Venise, souvent qualifiée de « joyau historique » et de « destination incontournable », affronte un vrai casse-tête avec le surtourisme. En effet, la cité accueille près de 30 millions de visiteurs chaque année, ce qui pèse lourdement sur son héritage et le quotidien de ses habitants. Pour tenter de régler ce souci, la mairie a décidé d’agir avec audace en mettant en place une taxe d’entrée. Cette mesure a pour but de mieux gérer l’arrivée des touristes tout en préservant la magie de cette ville mythique.
Une taxe pour réguler le tourisme
Depuis le 18 avril 2025, Venise a adopté une taxe d’entrée plus rigoureuse qui s’étale désormais sur 54 jours, principalement lors des week-ends et des grandes périodes de fréquentation, de fin avril à fin juillet. Les visiteurs doivent s’acquitter de 5 € s’ils prévoient leur venue à l’avance, et de 10 € s’ils réservent à la dernière minute. Un ticket d’entrée est ensuite exigé pour accéder à des sites emblématiques comme la place Saint-Marc. Cela dit, les clients des hôtels du centre-ville en sont dispensés puisqu’ils paient déjà une taxe de séjour.
L’idée derrière cette taxe est d’encourager les visiteurs qui ne font que passer la journée à penser à revenir pour un séjour un peu plus long. Les autorités espèrent ainsi que les touristes adoptent un comportement un peu plus respectueux envers le patrimoine local.
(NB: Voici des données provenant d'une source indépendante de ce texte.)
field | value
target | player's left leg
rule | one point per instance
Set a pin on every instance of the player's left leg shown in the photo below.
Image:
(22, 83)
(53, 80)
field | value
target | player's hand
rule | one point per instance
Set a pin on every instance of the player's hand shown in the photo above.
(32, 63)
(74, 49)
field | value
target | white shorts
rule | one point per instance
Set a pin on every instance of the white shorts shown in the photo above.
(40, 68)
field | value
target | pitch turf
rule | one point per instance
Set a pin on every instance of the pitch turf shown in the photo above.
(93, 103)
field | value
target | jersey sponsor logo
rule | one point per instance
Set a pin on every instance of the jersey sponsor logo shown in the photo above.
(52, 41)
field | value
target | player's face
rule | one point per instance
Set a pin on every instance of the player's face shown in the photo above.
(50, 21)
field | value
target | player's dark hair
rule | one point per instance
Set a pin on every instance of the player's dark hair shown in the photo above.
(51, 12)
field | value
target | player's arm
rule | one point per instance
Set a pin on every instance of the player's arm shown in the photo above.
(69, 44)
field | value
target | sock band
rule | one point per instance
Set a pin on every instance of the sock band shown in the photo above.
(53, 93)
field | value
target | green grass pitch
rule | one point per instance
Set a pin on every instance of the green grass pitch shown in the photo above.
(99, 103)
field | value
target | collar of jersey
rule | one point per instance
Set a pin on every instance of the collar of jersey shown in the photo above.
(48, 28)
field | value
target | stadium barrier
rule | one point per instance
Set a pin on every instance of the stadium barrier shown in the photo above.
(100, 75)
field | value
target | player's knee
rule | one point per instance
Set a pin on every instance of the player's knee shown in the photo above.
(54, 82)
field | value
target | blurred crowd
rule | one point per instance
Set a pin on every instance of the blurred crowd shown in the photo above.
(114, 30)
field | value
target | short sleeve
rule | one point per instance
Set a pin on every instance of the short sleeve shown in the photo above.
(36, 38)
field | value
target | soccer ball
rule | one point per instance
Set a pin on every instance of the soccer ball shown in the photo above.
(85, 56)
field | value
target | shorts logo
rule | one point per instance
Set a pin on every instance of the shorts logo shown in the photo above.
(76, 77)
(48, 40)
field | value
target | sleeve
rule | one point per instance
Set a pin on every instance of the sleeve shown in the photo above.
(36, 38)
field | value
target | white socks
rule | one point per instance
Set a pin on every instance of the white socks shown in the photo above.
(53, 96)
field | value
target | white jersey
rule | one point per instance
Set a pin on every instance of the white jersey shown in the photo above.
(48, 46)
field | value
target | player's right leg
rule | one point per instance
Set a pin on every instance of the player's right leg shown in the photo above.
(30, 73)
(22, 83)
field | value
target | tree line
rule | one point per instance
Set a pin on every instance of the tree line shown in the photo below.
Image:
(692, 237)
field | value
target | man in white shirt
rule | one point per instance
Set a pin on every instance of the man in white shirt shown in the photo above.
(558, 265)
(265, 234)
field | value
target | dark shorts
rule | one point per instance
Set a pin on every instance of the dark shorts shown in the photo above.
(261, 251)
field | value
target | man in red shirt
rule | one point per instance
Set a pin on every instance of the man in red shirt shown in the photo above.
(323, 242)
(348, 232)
Le côté économique et les critiques
En 2024, cette taxe a rapporté environ 2,5 millions d’euros, permettant de financer l’entretien des infrastructures fragiles. Près de 485 000 billets ont été écoulés grâce à un système à QR code bien rodé. Malgré tout, cette initiative ne fait pas l’unanimité. Certains redoutent qu’elle ne finisse par rendre Venise trop chic, attirant surtout les touristes aux moyens financiers élevés et laissant de côté ceux avec un budget plus modeste.
Michele Zuin, l’adjoint au maire chargé des finances, a d’ailleurs admis que le coût de mise en place du système était supérieur aux recettes réalisées, mais le but reste de dégager un surplus pour alléger la facture des impôts locaux.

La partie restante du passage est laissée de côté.